Au cours de cette rencontre, les intervenants ont échangé les visions au sujet de la négritude et de l’africanité, en se penchant sur ce que symbolise l’écriture, en tant que miroir des sociétés, reflétant la culture, les valeurs, les préoccupations et les défis.

Selon la romancière franco-marocaine, Yasmine Chami, l’écriture est un exercice très exigeant, subjectif au départ et profondément enraciné sur les plans culturel, géographique et social.

L’écriture permet d’apaiser les tensions, de rapprocher les communautés et de favoriser une meilleure compréhension, a-t-elle relevé, notant que la littérature des pays du Sud met en relief les clivages existants, ainsi que les effets du néolibéralisme et de l’héritage colonial.

De son côté, l’écrivaine, universitaire et peintre ivoirienne, Véronique Tadjo, a expliqué que la négritude, qui se veut un ensemble de caractères culturels propres aux peuples noirs, a permis de promouvoir le panafricanisme et de nourrir le sentiment d’appartenance.

Elle a également indiqué que ses ouvrages reflètent les défis communs auxquels sont confrontés certains pays africains et l’importance du partage de connaissances entre eux, malgré les divergences qui peuvent les opposer.

Pour sa part, le journaliste, écrivain et éditeur angolais de langue portugaise, José Eduardo Agualusa a dit qu’il s’est engagé dans l’écriture « par nécessité » dans le but de mieux comprendre son pays et le rôle qu’il doit y jouer.

Evoquant l’Histoire de son pays, l’écrivain a mis en avant la valeur de la littérature et de la langue dans le processus de lutte pour la libération et l’émancipation des peuples.

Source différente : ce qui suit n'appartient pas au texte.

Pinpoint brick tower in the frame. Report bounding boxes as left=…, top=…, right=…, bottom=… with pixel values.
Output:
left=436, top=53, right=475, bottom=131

Porté par l’association « We Art africains », le Festival du livre africain vise à célébrer la littérature et la culture africaines, offrant l’occasion aux publics de tous âges, de prendre part à l’événement et d’accéder gratuitement à l’ensemble des sites d’accueil, en vue de rapprocher la culture et l’art au public.

Pour cette deuxième édition, la programmation propose des thématiques reflétant l’actualité scientifique et éditoriale de l’Afrique et consacre une place particulière à la réactivation et à la consolidation des mémoires et des liens qui unissent tous les Africains partout où ils se trouvent. Des œuvres musicales et des lectures poétiques figurent également au menu.

Le festival connaît la présence de plusieurs figures de la littérature africaine, tels que José-Eduardo Agualusa (Angola), Leïla Bahsaïn (Maroc), Souleymane Bachir Diagne (Sénégal), Ali Benmakhlouf (Maroc), Sophie Bessis (Tunisie), Siham Bouhlal (Maroc), Yasmine Chami (Maroc), Touhfat Mouhtare (Comores), Fanta Dramé ( Mauritanie) Wilfried N’Sondé (République du Congo), Saad Khiari (Algérie) et Mia Couto (Mozambique).